What does this mean to the ordinary people who do not make it to the headlines? How about those who cannot afford legal remedies and do not seem to enjoy the fairness of the law? What does this mean to the common Filipinos who are already being deprived of those socio-economic rights and whose only option left is to speak out?

We particularly feel disturbed that while the Filipino people still helplessly ache from the COVID-19 pandemic crisis, our government creates additional threats and challenges, intentionally prioritizing their own consolidation of power over the life, health, and survival of the Filipino people, especially those most vulnerable to the pandemic and its economic consequences. We are concerned that instead of being fed with food and basic needs, we are handed an Anti-Terrorism Bill that only adds to the government greater powers with lesser checks and causes another form of terror to those who speak their dissent. Instead of being shown how our billions of funds and loans are used for the promised economic recovery, more time is spent on blaming the common people for their predicament. Instead of being given platforms to air our pleas to truly address the issues of communities at the margins, more and more Filipinos are killed, arrested, silenced, and ignored.

There is more to the terror existing in external threats that the government insists on pointing us towards. In this time of the pandemic, the terror also lies in the steady rise of COVID-19 cases, even more so in urban poor communities. It lies in the lack of cohesive plans for the working class and the commuting public who are treated as second-class citizens. It lies in the lack of concern for locally stranded individuals who are in perpetual wait for proper government help. Terror exists in the fear that the New Normal we are anticipating is rather a normalization of these even greater poverty and injustices.

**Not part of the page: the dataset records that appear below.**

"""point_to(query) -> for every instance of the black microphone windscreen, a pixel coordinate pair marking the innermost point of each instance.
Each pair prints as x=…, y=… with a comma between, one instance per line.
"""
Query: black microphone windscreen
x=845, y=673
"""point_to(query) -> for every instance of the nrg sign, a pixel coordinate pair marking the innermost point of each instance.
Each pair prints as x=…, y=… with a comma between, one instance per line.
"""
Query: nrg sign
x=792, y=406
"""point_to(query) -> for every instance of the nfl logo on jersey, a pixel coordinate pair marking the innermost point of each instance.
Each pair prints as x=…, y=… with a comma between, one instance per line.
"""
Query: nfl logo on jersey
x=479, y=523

Where else does terror lie? It resides in the hearts of people whose remaining light of hope continues to be doused by those who have sworn to give life to it. In this pandemic of fear and indifference, we cannot give up for one another. Our invitation is for the public to never turn a blind eye to the agents and circumstances that led to these issues. We must look beyond the names that get on the news and more on the people they represent, or the people who are forgotten because of them. We must continue to strive to shape discourse by asking the hard question: What is all this for the poorest of the poor of our country?

In that regard, we ask also that you, our friends and partners in Mission, to engage with your local government units and congressmen and insist that they shift their energy and attention back to adequate testing, the provision of proper transportation, financial assistance to those most vulnerable, and the protection of workers from exploitation over supporting bills and cases that are fundamentally anti-Filipino.

In a time of terror, we must ask our lawmakers and our officials to take a stand and to prove that they are with us.

Only when we raise and bring our voices together can we cure these new terrors that so plagued our nation.